What a difference a year makes. With apologies to all who suffered through back-to-back hurricanes along the Gulf Coast last August and September, motorists and farmers have a lot more to smile about when they pull up to the pump this fall than they did this time a year ago.
Gasoline prices have dropped about $1 a gallon within the last month and diesel fuel hasn't been far behind. While some political wags have tried to attribute the decline to the upcoming mid-term elections, there's little doubt the outlook for energy supplies has improved considerably since September 2005.
Now the question becomes whether the falling prices are an aberration or a sign of better days ahead for motorists and agriculture producers. And the answer: It all depends, says Steven L. Klose, a financial and risk management assistance specialist with Texas A&M University in College Station.
“Crude oil futures closed below $60 a barrel last Friday (Sept. 22) for the first time in six months,” said Klose, a speaker at the Southern Region Agricultural Outlook Conference in Atlanta. “But there is still a great deal of instability and uncertainty that could bring renewed volatility in the energy markets.”
Klose said farmers could be looking at diesel prices below $2 a gallon along with correspondingly low natural gas and fertilizer prices next season. But that's assuming no major disruptions in the flow of oil to U.S. refineries or natural gas facilities.
Another storm system could send prices spiraling — the United States still has about two months to go in this hurricane season.
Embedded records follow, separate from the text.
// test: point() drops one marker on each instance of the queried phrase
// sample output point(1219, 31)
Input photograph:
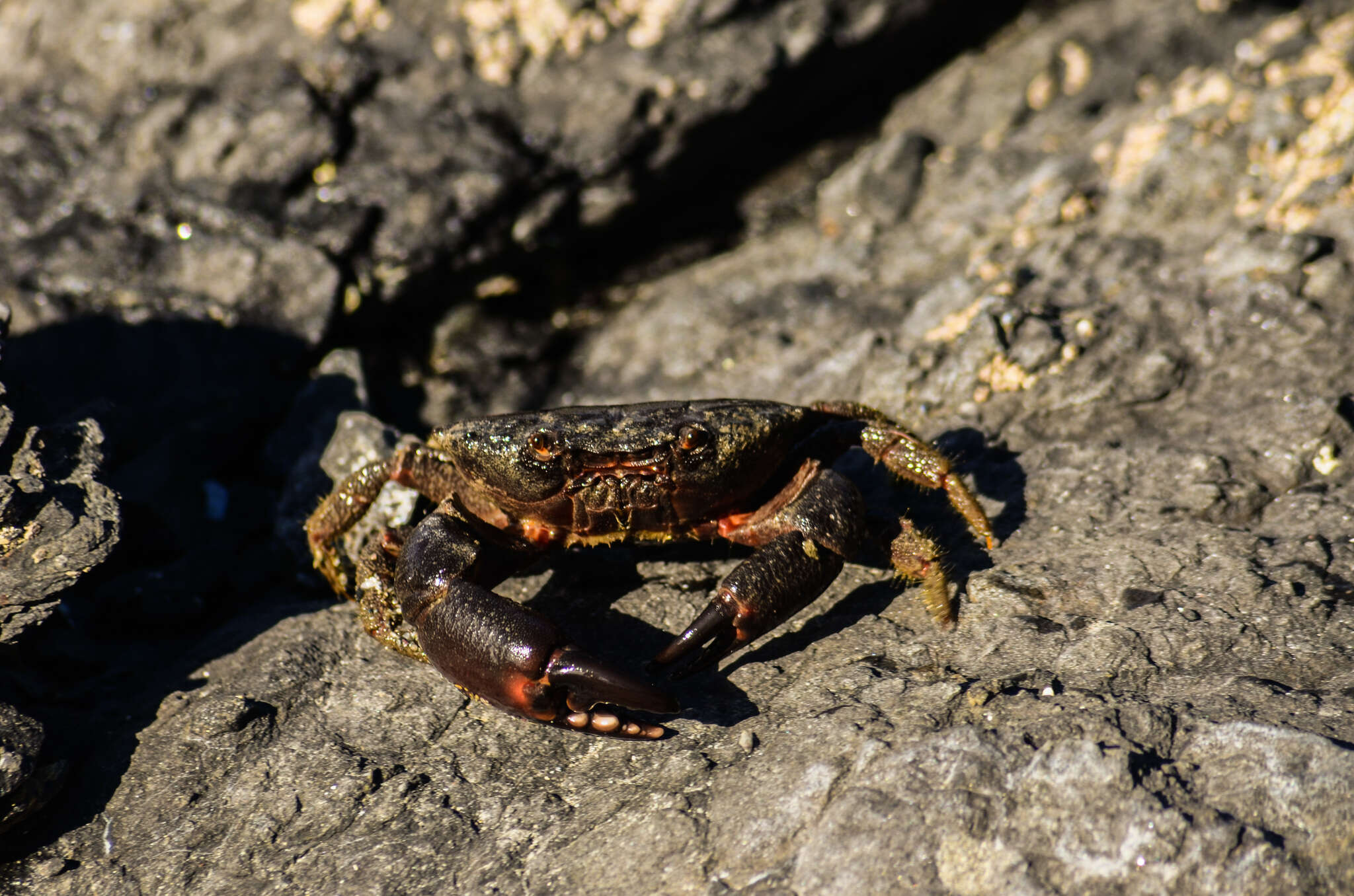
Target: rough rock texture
point(59, 521)
point(1105, 262)
point(56, 524)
But that's not all that's lurking in the wings on the energy front.
First off, there's the situation in Iran, which controls the flow of 20 percent of the world's oil supply. Iran's refusal to stand down its nuclear program could keep the world on the edge of its seat for months to come.
Then there's Iraq, which supposedly is increasing its crude oil production when insurgents aren't blowing up pipelines and refineries. And Venezuela, whose president, Hugo Chavez, seems to be bent on becoming the biggest loose cannon on the world political stage. And Chinese demand, which shows no signs of being satiated anytime soon.
On the other hand, Chevron recently announced it had successfully recovered oil from its Jack 2 field in the Gulf of Mexico. “Some analysts say this discovery could increase U.S. oil reserves by 50 percent. If anything good could come out of $70-per-barrel oil, this is it,” said Klose, referring to the difficulty of pumping the newly discovered oil from nearly two miles down in the Gulf.
Natural gas prices have also taken a turn for the better for consumers in recent weeks. Since the end of August nearby natural gas futures on the New York Mercantile Exchange have fallen from more than $7 per million Btus to $4.20 million Btus on Sept. 28.
NYMEX June 2007 natural gas futures were trading about $1.50 per million Btus lower at the end of September ($7 per million Btus) than they were at the end of August. Natural gas industrial retail prices peaked at $12 per million Btus last fall.
“If June 2007 futures prove to be on target, that would get us back to the summer of 2005 — before the hurricanes — or down to $6,” said Klose. “On the other hand, the Farmers Almanac is predicting a severe winter in 2005-06 so we could see prices move back up in the $8 range.”
The outlook for refined products is also improving as indicated by motorists' experience at the pump.
“We've seen a gradual buildup since the hurricanes last fall so that refineries are now operating at 93.4 percent of capacity,” says Klose. “Supplies/inventories are up 6 percent to 11 percent over a year ago.
There's also been an ease in demand. “I don't know if it's the general economy or a decrease in retail, but trucking volume has been down in recent months,” he said. “The airlines have also cut back a little.
“I'm sure you've also heard the political explanation — that the oil companies have been reducing prices to help their Republican friends in the upcoming mid-term elections,” he said, smiling.
Diesel and heating oil prices have also been trending down, with NYMEX futures sliding from a little more than $2.00 per gallon in July to $1.70 per gallon at the end of September. June 2007 NYMEX futures are pointing at $1.90 per gallon next summer.